These days, many programs are interactive. As such, they have to react to dynamic inputs and update the program state accordingly. Due to data inter-dependencies, the effects of such changes may ripple through the program as cascading updates.

Implementing this propagation manually is tedious and error-prone. If callback mechanisms are required, things get even worse due to the mix of an inverted control flow and the explicit use of side effects.

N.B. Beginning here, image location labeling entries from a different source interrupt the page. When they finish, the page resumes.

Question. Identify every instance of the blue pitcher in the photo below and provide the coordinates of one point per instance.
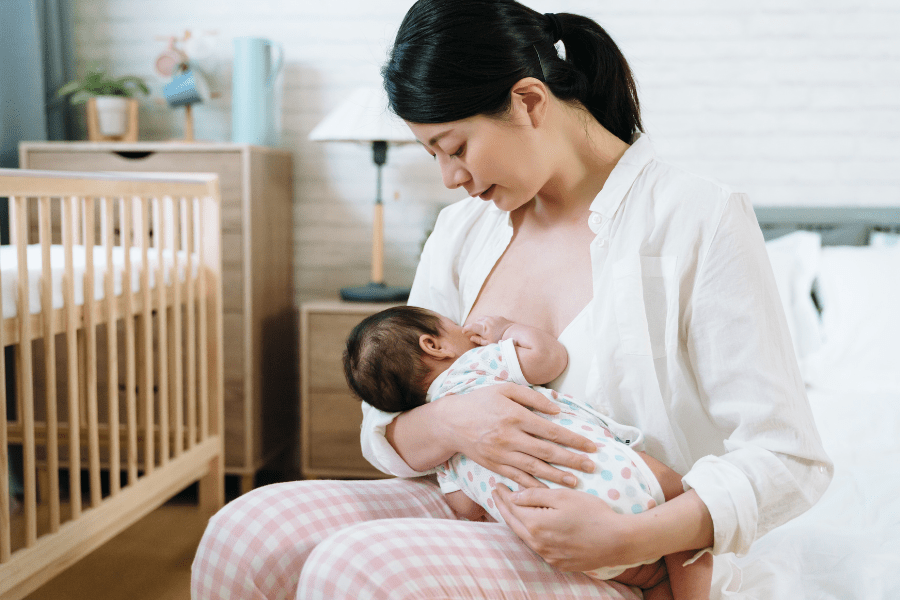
(254, 105)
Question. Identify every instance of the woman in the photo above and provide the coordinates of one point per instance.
(656, 281)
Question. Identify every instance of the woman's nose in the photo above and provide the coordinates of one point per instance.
(454, 174)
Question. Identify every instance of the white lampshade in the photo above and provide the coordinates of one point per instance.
(363, 117)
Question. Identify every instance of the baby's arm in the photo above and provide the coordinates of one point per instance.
(464, 507)
(541, 356)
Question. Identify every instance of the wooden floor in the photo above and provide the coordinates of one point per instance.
(151, 560)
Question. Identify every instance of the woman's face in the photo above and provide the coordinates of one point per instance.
(493, 159)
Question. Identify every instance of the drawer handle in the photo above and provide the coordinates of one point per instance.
(137, 155)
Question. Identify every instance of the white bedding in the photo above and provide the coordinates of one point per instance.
(9, 271)
(847, 546)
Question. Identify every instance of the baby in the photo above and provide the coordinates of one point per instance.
(403, 357)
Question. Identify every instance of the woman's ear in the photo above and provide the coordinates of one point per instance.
(530, 99)
(433, 346)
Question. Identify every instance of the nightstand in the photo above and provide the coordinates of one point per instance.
(257, 278)
(330, 416)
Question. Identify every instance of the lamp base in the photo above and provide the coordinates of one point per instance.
(374, 292)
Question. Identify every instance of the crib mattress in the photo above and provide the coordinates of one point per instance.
(9, 272)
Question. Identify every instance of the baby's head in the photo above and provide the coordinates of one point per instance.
(393, 356)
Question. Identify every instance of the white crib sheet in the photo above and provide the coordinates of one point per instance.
(9, 272)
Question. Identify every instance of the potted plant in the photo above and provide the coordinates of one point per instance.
(110, 102)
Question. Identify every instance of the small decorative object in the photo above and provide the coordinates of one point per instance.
(111, 108)
(188, 85)
(255, 97)
(364, 117)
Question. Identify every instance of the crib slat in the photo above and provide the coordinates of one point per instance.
(68, 283)
(5, 499)
(202, 325)
(112, 352)
(160, 235)
(146, 388)
(177, 337)
(190, 287)
(90, 338)
(128, 320)
(25, 386)
(45, 235)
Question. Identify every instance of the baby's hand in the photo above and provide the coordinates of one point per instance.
(487, 330)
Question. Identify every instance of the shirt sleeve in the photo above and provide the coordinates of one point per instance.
(435, 287)
(774, 467)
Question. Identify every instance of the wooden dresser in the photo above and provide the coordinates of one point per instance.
(260, 321)
(330, 415)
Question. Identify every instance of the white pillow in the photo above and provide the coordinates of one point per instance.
(884, 239)
(795, 261)
(858, 288)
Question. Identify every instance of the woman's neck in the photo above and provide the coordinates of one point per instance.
(584, 154)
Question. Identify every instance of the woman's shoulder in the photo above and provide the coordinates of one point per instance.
(467, 217)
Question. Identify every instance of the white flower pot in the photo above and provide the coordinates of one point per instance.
(112, 115)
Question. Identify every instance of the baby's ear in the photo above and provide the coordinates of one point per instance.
(433, 346)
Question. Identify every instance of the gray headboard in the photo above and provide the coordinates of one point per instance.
(839, 226)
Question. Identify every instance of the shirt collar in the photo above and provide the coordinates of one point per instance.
(623, 175)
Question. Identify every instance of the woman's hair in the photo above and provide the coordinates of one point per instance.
(383, 360)
(454, 59)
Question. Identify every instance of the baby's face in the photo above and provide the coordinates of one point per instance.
(453, 337)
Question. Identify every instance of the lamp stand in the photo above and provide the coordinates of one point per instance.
(376, 290)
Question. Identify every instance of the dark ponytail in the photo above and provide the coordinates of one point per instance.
(454, 59)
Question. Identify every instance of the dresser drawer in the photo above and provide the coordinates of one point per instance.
(226, 164)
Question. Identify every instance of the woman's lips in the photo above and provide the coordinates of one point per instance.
(486, 194)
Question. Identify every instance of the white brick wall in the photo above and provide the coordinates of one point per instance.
(796, 101)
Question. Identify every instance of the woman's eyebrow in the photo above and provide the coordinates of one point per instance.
(435, 139)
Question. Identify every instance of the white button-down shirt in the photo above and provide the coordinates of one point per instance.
(690, 340)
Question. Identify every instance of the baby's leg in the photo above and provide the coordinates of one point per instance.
(695, 579)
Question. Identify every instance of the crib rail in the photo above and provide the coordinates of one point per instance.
(115, 381)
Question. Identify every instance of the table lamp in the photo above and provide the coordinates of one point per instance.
(364, 118)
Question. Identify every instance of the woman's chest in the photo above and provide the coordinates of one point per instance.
(543, 283)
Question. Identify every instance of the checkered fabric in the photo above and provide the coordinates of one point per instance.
(368, 540)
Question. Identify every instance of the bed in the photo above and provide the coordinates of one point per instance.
(112, 332)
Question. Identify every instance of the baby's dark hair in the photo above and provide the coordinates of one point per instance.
(382, 361)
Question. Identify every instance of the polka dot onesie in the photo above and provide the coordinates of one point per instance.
(620, 477)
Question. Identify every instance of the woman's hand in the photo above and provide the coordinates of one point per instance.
(493, 427)
(571, 530)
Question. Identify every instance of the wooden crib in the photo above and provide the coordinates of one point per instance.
(122, 387)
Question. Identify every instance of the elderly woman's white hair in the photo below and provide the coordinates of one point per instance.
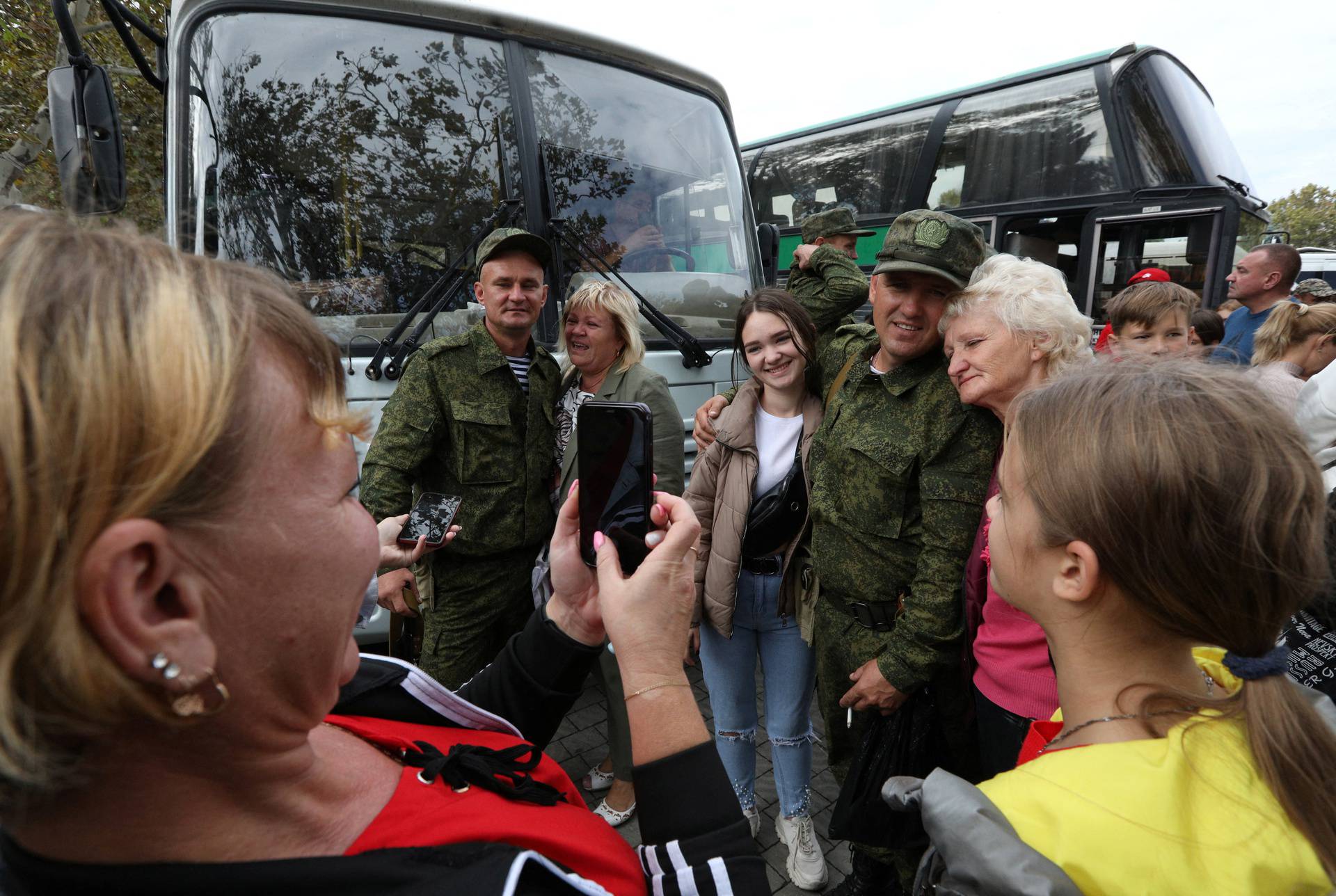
(610, 298)
(1029, 298)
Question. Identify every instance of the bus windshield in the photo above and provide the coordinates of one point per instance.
(649, 178)
(358, 158)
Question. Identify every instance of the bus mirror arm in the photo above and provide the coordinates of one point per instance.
(692, 353)
(501, 216)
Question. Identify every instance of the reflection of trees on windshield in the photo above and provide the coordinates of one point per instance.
(351, 173)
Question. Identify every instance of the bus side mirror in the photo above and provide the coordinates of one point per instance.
(86, 136)
(768, 237)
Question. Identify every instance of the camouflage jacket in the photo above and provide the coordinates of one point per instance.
(900, 473)
(830, 274)
(460, 424)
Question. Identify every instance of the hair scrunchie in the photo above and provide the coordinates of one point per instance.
(1273, 663)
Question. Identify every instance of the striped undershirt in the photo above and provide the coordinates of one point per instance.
(520, 367)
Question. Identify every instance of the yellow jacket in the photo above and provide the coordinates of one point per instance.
(1186, 813)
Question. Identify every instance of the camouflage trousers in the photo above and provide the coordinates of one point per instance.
(477, 605)
(843, 646)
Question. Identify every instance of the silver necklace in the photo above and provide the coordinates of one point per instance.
(1211, 689)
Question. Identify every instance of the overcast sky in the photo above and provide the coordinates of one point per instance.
(1269, 67)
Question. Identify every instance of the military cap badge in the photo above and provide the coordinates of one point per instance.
(932, 232)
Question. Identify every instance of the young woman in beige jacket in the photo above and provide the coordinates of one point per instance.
(750, 492)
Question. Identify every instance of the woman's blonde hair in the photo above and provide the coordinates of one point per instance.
(1207, 512)
(1288, 325)
(610, 298)
(1031, 299)
(129, 393)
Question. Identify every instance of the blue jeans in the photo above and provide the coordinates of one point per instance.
(788, 666)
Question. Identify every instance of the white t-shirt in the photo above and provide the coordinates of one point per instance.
(777, 442)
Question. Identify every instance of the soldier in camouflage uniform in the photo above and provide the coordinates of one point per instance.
(463, 422)
(900, 474)
(826, 265)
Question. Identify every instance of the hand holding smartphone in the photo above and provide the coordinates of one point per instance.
(615, 450)
(432, 517)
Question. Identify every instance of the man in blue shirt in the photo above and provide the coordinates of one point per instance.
(1260, 281)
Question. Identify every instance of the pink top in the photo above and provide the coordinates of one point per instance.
(1013, 659)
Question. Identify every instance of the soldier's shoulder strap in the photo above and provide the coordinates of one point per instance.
(841, 377)
(445, 344)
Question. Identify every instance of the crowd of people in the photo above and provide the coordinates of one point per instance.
(1097, 573)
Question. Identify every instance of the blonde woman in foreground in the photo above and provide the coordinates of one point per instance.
(1182, 759)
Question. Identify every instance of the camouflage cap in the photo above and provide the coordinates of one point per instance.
(512, 238)
(832, 222)
(1317, 287)
(933, 242)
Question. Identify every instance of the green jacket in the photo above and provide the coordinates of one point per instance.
(646, 386)
(830, 274)
(460, 424)
(900, 474)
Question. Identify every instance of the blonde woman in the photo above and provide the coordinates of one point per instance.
(1296, 342)
(601, 337)
(182, 704)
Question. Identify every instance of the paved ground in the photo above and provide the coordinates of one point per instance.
(582, 743)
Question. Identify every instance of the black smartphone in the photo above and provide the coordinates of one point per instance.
(432, 517)
(615, 449)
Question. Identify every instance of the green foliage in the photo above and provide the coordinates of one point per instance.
(29, 49)
(1308, 214)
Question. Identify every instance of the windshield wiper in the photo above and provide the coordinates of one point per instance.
(692, 353)
(440, 297)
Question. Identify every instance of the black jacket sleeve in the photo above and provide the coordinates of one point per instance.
(534, 680)
(690, 822)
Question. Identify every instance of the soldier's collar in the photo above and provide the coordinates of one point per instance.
(489, 354)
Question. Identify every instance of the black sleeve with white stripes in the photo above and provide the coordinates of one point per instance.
(695, 835)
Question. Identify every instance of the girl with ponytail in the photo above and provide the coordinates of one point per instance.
(1295, 344)
(1160, 522)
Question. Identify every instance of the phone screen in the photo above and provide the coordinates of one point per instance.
(617, 479)
(431, 517)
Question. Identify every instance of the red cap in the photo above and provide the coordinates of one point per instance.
(1150, 274)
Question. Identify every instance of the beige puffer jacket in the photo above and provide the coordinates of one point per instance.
(720, 495)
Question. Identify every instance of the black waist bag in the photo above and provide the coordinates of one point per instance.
(909, 742)
(779, 513)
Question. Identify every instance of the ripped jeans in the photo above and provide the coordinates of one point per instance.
(788, 666)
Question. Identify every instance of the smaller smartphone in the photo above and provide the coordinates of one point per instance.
(432, 517)
(615, 444)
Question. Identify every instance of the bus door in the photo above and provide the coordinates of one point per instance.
(1182, 242)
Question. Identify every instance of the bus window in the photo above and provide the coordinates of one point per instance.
(1176, 245)
(647, 175)
(354, 158)
(1161, 154)
(1054, 241)
(866, 166)
(1040, 141)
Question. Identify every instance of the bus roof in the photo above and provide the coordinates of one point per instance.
(475, 17)
(1031, 74)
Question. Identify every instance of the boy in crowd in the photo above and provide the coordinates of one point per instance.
(1152, 318)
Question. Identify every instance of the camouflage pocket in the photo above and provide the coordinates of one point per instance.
(873, 492)
(486, 448)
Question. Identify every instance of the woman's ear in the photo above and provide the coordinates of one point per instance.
(139, 598)
(1079, 573)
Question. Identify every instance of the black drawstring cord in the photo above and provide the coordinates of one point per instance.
(502, 772)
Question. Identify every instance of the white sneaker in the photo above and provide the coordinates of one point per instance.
(752, 816)
(806, 864)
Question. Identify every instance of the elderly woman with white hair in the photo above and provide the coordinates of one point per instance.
(601, 337)
(1012, 329)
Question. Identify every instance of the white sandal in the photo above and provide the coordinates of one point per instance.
(615, 817)
(598, 780)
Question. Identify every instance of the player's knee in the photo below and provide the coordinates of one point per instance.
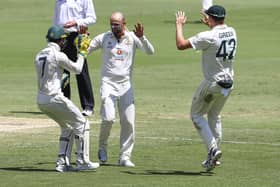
(197, 121)
(108, 121)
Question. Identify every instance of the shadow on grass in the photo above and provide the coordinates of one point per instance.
(169, 172)
(26, 112)
(27, 169)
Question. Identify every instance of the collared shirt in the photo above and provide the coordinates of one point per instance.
(50, 64)
(218, 51)
(81, 11)
(118, 55)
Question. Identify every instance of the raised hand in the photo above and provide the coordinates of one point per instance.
(138, 30)
(181, 18)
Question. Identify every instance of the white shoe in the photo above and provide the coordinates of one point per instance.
(126, 163)
(204, 163)
(102, 155)
(63, 168)
(87, 112)
(87, 166)
(213, 156)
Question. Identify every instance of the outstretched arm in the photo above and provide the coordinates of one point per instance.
(145, 44)
(181, 42)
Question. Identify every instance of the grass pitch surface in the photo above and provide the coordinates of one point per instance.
(168, 150)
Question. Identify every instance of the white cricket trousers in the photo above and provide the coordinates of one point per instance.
(72, 124)
(118, 96)
(209, 99)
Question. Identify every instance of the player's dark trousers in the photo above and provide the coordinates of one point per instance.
(83, 79)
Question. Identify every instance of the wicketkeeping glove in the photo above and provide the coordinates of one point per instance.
(82, 42)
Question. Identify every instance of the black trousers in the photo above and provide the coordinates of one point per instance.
(83, 79)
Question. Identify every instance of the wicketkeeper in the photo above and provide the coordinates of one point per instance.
(50, 63)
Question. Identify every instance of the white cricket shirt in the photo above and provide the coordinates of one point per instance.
(81, 11)
(118, 55)
(50, 63)
(218, 51)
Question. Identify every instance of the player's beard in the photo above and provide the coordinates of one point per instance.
(116, 30)
(63, 44)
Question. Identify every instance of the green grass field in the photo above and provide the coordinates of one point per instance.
(168, 150)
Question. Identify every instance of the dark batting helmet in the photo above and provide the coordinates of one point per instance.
(55, 33)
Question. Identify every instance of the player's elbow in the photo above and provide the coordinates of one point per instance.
(183, 44)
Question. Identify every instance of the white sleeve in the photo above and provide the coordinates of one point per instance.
(66, 63)
(90, 16)
(201, 41)
(144, 44)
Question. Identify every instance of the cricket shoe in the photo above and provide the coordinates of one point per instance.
(81, 166)
(204, 163)
(87, 112)
(64, 168)
(213, 156)
(102, 155)
(126, 163)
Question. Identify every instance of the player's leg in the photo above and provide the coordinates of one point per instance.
(108, 115)
(63, 162)
(127, 121)
(71, 116)
(65, 84)
(202, 102)
(71, 51)
(214, 117)
(85, 91)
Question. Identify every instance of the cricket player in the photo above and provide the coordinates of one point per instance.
(50, 63)
(75, 16)
(118, 51)
(206, 4)
(218, 47)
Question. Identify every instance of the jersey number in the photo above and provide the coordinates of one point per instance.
(226, 49)
(42, 61)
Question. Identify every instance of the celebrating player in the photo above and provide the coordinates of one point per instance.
(218, 47)
(50, 63)
(118, 48)
(75, 16)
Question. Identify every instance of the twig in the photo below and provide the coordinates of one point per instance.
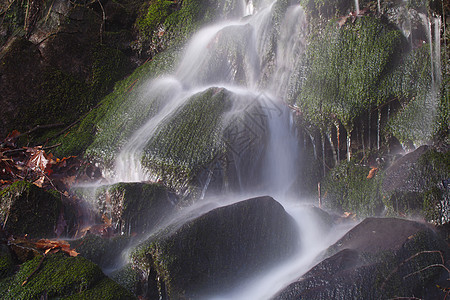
(34, 271)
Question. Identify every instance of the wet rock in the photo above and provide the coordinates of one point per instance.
(135, 207)
(130, 278)
(415, 184)
(377, 259)
(60, 276)
(218, 249)
(28, 209)
(105, 252)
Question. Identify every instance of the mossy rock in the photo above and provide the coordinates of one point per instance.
(190, 140)
(346, 65)
(60, 276)
(28, 209)
(218, 249)
(163, 24)
(104, 252)
(347, 188)
(416, 184)
(105, 129)
(378, 258)
(130, 278)
(135, 207)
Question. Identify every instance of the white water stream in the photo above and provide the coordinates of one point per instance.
(268, 60)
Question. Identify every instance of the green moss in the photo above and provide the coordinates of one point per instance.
(62, 276)
(28, 209)
(155, 14)
(347, 188)
(346, 67)
(191, 139)
(105, 129)
(105, 252)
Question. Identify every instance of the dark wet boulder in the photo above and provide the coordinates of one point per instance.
(417, 184)
(378, 259)
(28, 209)
(135, 207)
(60, 276)
(218, 249)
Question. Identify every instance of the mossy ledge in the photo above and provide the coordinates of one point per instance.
(61, 276)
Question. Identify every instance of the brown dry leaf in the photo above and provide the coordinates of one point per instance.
(372, 172)
(38, 159)
(40, 181)
(106, 220)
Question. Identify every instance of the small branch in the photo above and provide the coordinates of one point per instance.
(34, 271)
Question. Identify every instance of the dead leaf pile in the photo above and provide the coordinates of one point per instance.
(34, 164)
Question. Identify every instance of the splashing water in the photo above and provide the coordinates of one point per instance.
(262, 75)
(206, 64)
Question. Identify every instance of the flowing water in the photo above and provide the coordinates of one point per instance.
(267, 54)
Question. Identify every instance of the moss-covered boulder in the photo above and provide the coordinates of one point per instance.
(130, 278)
(104, 252)
(417, 184)
(378, 259)
(134, 208)
(348, 188)
(57, 70)
(60, 276)
(218, 249)
(28, 209)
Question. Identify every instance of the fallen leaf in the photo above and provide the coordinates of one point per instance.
(372, 172)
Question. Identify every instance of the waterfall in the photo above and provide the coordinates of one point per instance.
(209, 61)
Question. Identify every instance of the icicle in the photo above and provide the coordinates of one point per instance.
(339, 143)
(362, 140)
(368, 132)
(427, 24)
(349, 142)
(437, 50)
(333, 148)
(323, 153)
(314, 145)
(378, 129)
(208, 180)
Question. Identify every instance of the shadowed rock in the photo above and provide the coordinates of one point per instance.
(377, 259)
(217, 249)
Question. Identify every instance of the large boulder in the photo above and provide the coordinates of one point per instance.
(105, 252)
(417, 184)
(378, 259)
(28, 209)
(135, 207)
(217, 250)
(59, 276)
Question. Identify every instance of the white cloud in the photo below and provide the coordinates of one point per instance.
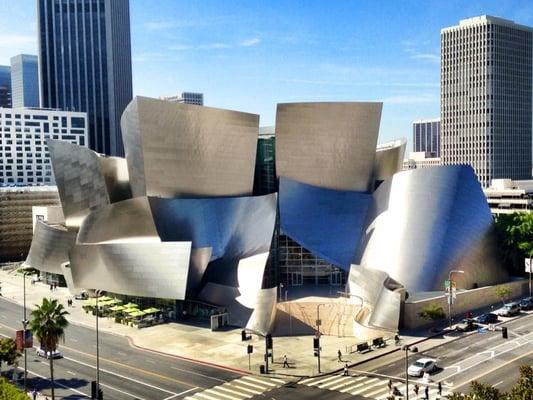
(250, 42)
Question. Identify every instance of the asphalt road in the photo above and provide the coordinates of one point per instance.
(485, 357)
(125, 372)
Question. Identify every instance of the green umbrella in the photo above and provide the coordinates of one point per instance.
(151, 310)
(136, 313)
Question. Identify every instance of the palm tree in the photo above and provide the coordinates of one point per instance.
(48, 324)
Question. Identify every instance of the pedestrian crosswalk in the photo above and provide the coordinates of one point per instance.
(238, 389)
(367, 386)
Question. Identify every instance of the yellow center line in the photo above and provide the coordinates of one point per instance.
(122, 365)
(491, 370)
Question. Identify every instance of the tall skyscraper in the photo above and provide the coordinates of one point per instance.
(426, 136)
(24, 81)
(186, 98)
(486, 73)
(5, 86)
(85, 64)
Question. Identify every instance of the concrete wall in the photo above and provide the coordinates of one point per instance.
(466, 301)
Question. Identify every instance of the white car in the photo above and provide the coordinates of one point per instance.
(42, 353)
(422, 366)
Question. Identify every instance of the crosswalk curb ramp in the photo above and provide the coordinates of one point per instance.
(238, 389)
(367, 386)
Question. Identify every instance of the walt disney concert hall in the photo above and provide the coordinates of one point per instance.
(178, 219)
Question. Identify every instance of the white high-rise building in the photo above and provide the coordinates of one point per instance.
(486, 73)
(24, 157)
(186, 98)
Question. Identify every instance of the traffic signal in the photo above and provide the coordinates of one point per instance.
(504, 332)
(268, 338)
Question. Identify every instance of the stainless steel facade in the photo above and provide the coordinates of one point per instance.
(85, 64)
(329, 145)
(183, 150)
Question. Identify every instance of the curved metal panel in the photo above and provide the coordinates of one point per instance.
(80, 182)
(235, 227)
(329, 145)
(49, 247)
(137, 269)
(389, 159)
(125, 221)
(425, 222)
(115, 171)
(249, 306)
(183, 150)
(306, 212)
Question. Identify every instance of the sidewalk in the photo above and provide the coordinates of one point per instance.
(223, 348)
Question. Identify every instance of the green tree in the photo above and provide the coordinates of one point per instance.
(432, 312)
(515, 239)
(48, 324)
(503, 292)
(8, 351)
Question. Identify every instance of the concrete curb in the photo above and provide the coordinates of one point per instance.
(201, 362)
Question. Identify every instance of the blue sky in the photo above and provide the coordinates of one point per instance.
(250, 55)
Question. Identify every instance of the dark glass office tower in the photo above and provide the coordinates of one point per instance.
(85, 64)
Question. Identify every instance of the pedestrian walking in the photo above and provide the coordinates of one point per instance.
(285, 362)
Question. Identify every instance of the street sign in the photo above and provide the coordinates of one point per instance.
(529, 264)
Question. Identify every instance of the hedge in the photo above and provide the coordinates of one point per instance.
(10, 392)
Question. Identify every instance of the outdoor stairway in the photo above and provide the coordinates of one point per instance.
(237, 389)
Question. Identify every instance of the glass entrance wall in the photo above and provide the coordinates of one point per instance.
(298, 266)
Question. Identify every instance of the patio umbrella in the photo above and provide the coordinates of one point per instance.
(151, 310)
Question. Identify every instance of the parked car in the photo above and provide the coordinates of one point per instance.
(42, 353)
(526, 303)
(466, 325)
(421, 366)
(508, 310)
(82, 296)
(487, 318)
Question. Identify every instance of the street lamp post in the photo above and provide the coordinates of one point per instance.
(450, 298)
(24, 326)
(318, 323)
(98, 292)
(407, 349)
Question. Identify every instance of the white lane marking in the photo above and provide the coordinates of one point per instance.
(120, 376)
(196, 373)
(179, 394)
(215, 391)
(260, 381)
(121, 391)
(57, 383)
(225, 389)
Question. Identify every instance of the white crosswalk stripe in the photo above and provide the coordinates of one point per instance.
(239, 389)
(369, 387)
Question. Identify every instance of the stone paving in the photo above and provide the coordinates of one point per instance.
(201, 344)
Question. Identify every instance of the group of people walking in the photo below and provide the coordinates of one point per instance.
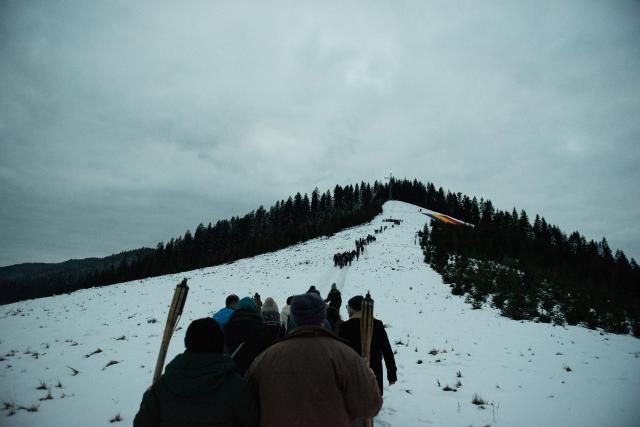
(246, 366)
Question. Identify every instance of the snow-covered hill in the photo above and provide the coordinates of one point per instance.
(529, 374)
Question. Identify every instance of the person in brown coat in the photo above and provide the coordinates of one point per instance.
(310, 377)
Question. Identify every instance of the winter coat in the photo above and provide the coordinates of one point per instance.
(334, 299)
(311, 378)
(223, 315)
(284, 316)
(380, 347)
(198, 389)
(246, 327)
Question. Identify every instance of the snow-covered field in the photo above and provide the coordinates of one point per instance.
(95, 349)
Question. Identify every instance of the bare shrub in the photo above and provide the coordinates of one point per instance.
(477, 400)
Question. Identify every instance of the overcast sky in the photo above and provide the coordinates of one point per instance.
(125, 123)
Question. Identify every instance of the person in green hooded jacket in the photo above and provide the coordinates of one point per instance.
(200, 386)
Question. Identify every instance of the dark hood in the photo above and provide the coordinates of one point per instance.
(192, 374)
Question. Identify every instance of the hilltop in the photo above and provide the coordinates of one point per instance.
(527, 373)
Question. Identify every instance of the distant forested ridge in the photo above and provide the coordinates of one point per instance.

Signals provide an abstraction in the form of reactive values that automatically update themselves when their dependencies have changed. Each signal is defined as a function that takes its input values as arguments. An underlying runtime engine automatically takes care of the propagation. Since the engine has the "whole picture", it can schedule updates more efficiently, so that:

  • No value is updated unnecessarily;
  • intermediate results are cached to avoid redundant calculations;
  • no glitches will occur (i.e. inconsistent sets of input values).

It can even implicitly parallelize the updates, while automatically taking care of thread-safety and effective utilization of available parallel hardware.

Basics

We assume the following set up for each of the following examples:

#include "react/Domain.h"
#include "react/Signal.h"

#include <iostream>
// ... include any additional required std headers

using std::cout;
using std::endl;

using namespace react;

REACTIVE_DOMAIN(D)

Signal.h defines the signal functionality and Domain.h allows to define a new reactive domain. Purpose of the latter is explained later; for now, it suffices to know that each reactive type (and that includes signals) is tagged with a domain. The last line defines a reactive domain named D. You are free to pick a different name and define multiple domains, but reactives of different domains can not be combined.

Hello World

We start by creating a VarSignal that holds the string "Hello World":

using std::string;

D::VarSignalT<string> myString = MakeVar<D>(string( "Hello world" ));

D::VarSignalT<S> is an alias for VarSignal<D,S>. Putting the domain name in front is arguably easier to read. To omit the domain name from type declarations, the macro USING_REACTIVE_DOMAIN(name) can be used to define aliases for all reactive types of the given domain.

A VarSignal is similar to a regular variable. Its inner value can be read imperatively with myString.Value() and changed with myString.Set(x). An alternative method for changing the value of a VarSignal is the overloaded <<= operator, i.e. myString <<= x. This should not be mixed up with the assignment operator, which is reserved to assign the signal itself, not the inner value.

So far that's not very reactive, so let's make it more interesting. We define a VarSignal for each word and create a signal that concatenates them:

string concatFunc(string first, string second) {
    return first + string(" ") + second;
};
USING_REACTIVE_DOMAIN(D)

// The two words
VarSignalT<string> firstWord  = MakeVar<D>(string( "Change" ));
VarSignalT<string> secondWord = MakeVar<D>(string( "me!" ));

// A signal that concatenates both words
SignalT<string> bothWords = MakeSignal(With(firstWord,secondWord), concatFunc);
cout << bothWords.Value() << endl; // output: "Change me!"
firstWord  <<= string( "Hello" );
secondWord <<= string( "World" );
cout << bothWords.Value() << endl; // output: "Hello World"

Would this work, too?

bothWords <<= "Hello World?"; // No it wouldn't. Only VarSignals use imperative input.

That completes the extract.